January 12, 2010 07:04 pm | Updated 07:04 pm IST - THIRUVANANTHAPURAM

New avenues: The rally marking the culmination of the 11th State conference of the DYFI which was taken out in the city on Monday.

New avenues: The rally marking the culmination of the 11th State conference of the DYFI which was taken out in the city on Monday.

With Shanghumughom being the venue of the public meeting organised to mark the conclusion of the 11th State conference of the Democratic Youth Federation of India (DYFI) on Monday, people were spared from traffic chaos in the city, already reeling under congestion caused by road development works.

The DYFI activists took out a rally from near the old G.V. Raja School to the Shanghumughom beach and hence, vehicular traffic flowed uninterrupted in the city. The DYFI said that over one lakh activists participated.

Had the rally culminated in Putharikandam Maidan, the usual venue for such events, after passing through the arterial roads, traffic chaos would have affected life in the city, which does not have parallel corridors.

The public and this being the Sabarimala pilgrimage season, the Ayyappa devotees visiting the Sree Padmananabha Swamy temple, were thus spared from an ordeal.

“Though it was a working day, the city was exceptionally free in the evening and there were no traffic snarls on account of the rally. Organisations holding such rallies should try to hold them at Shanghumughom,” a traffic official said.

The office-goers, the students and other commuters did not have to wait endlessly at the bus stops. Taxis, autoricksaws and private vehicles plied. Those going to the airport from various places had the option of taking the Chakka-Eenchakkal-Valiyathura road.

The only difference

The only sign of a public rally in the city was the running of vehicles carrying the activists. These vehicles were allowed to park on the Veli-Madhavapuram road, the National Highway bypass and the football ground near the beach. The Shanghumughom venue came as a big relief to the short-staffed police traffic wing.

The National Transportation Planning and Research Centre (NATPAC) had long ago suggested identifying a square or a ground not too long from the city, either on the Chakka-Kovalam bypass stretch or at Shanghumughom, for rallies and dharnas.
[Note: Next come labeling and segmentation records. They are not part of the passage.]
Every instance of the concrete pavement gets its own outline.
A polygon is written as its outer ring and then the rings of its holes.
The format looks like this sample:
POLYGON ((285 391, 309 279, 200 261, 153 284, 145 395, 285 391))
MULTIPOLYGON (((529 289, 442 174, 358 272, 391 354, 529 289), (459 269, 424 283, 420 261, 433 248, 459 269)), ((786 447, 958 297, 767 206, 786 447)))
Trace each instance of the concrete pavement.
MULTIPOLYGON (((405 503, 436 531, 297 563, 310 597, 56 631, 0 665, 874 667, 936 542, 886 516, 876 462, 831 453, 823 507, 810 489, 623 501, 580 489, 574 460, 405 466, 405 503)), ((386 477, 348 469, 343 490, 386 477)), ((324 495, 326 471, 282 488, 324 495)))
NATPAC had made the suggestion to set up a protest square or ground on the lines of the Boat Club Maidan in New Delhi and such venues abroad. Nothing has come of the suggestion.

Many political parties and other organisations are not in favour of such a venue as they fear that their programmes will not get media and public attention.

A NATPAC study has estimated a loss of Rs.15.06 crores a year owing to processions and protest marches in the capital.